Two reviews from Archidose

Contemporary Architecture in Africa

Contemporary Architecture in Africa

Unlike many architecture publications put out a few or more times a year, Boundaries gives each issue a theme and strictly makes the content fit the topic. The first issue (July-September 2011), for example, is called “Contemporary Architecture in Africa” and does an excellent in job in presenting buildings, projects, books, and histories on the continent. Each issue is structured into sections: News, Perspective, Architecture, Ideas, That Was the Year…, and Book Reviews. The Architecture section makes up the bulk of each issue and highlights particular types of buildings or related strands within the theme. In this regard, issue 2 — “Architecture for Emergencies” — collects buildings but also monuments, theories/research, and reporting around the timely and complex theme. That Was the Year is a great part of the magazine, as it features flashbacks usually decades back (a reprinted article or some such piece) that of course fit the issue’s theme: Aldo van Eyck’s 1959 essay on the Dogon is one found in the first issue, and Jean Prouve’s 1956 “House Built in Less Than Seven Hours” is one of the old projects highlighted in the second issue.

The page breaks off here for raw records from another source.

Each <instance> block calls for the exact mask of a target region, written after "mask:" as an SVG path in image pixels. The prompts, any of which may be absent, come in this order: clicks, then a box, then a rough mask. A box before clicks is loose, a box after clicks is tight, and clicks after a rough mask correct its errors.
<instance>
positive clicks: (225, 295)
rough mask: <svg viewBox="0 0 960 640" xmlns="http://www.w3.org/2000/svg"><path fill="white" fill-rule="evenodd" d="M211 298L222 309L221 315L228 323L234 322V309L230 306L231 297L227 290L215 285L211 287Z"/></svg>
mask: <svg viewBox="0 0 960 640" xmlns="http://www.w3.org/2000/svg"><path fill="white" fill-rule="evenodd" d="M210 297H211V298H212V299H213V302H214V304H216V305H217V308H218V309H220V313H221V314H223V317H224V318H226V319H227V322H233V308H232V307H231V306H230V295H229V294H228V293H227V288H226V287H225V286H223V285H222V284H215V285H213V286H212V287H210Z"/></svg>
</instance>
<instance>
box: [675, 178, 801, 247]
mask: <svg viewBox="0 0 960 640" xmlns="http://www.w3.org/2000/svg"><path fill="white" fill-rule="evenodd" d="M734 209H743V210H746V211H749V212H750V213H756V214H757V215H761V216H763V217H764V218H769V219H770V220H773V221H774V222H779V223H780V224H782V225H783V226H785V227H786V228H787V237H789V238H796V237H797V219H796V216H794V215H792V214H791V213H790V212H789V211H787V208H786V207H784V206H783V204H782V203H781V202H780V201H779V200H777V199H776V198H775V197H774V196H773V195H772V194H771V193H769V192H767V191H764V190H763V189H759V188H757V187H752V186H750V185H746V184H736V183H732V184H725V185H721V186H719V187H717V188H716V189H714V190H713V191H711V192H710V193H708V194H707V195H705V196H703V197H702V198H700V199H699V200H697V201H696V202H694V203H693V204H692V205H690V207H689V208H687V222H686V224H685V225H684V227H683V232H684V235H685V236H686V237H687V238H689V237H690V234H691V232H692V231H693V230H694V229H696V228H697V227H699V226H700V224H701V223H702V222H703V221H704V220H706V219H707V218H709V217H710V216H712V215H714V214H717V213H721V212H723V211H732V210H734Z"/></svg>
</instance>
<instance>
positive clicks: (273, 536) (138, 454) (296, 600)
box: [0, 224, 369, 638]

These first two themes make it clear that Boundaries is not concerned with the same issues as other architecture magazines; the editors prefer to focus on the under-served and the places of crisis today. This is evident not only in the themes but in the projects included in each issue (only the ultra-modern houses in “Contemporary Architecture in Africa” stand out…as designs that would probably be in other magazines but don’t really belong in this one) and the position that “Boundaries receives no public funding, and has no advertising.” The only “ads” to be found are for the Italian Red Cross and other emergency organizations. This makes me hope the magazine gains enough following to continue its exploration of architecture that is timely and relevant but often overshadowed by the usual big names and commissions that value form over social concerns. Boundaries may not be as photogenic as other magazines, owing to its dealing with the “social awareness of the profession,” but it makes up for that small defect (for lack of a better word) in its thorough coverage on a topic, varied viewpoints on the same, and a strong sense of history that makes one realize our problems are not new and neither may be the solutions.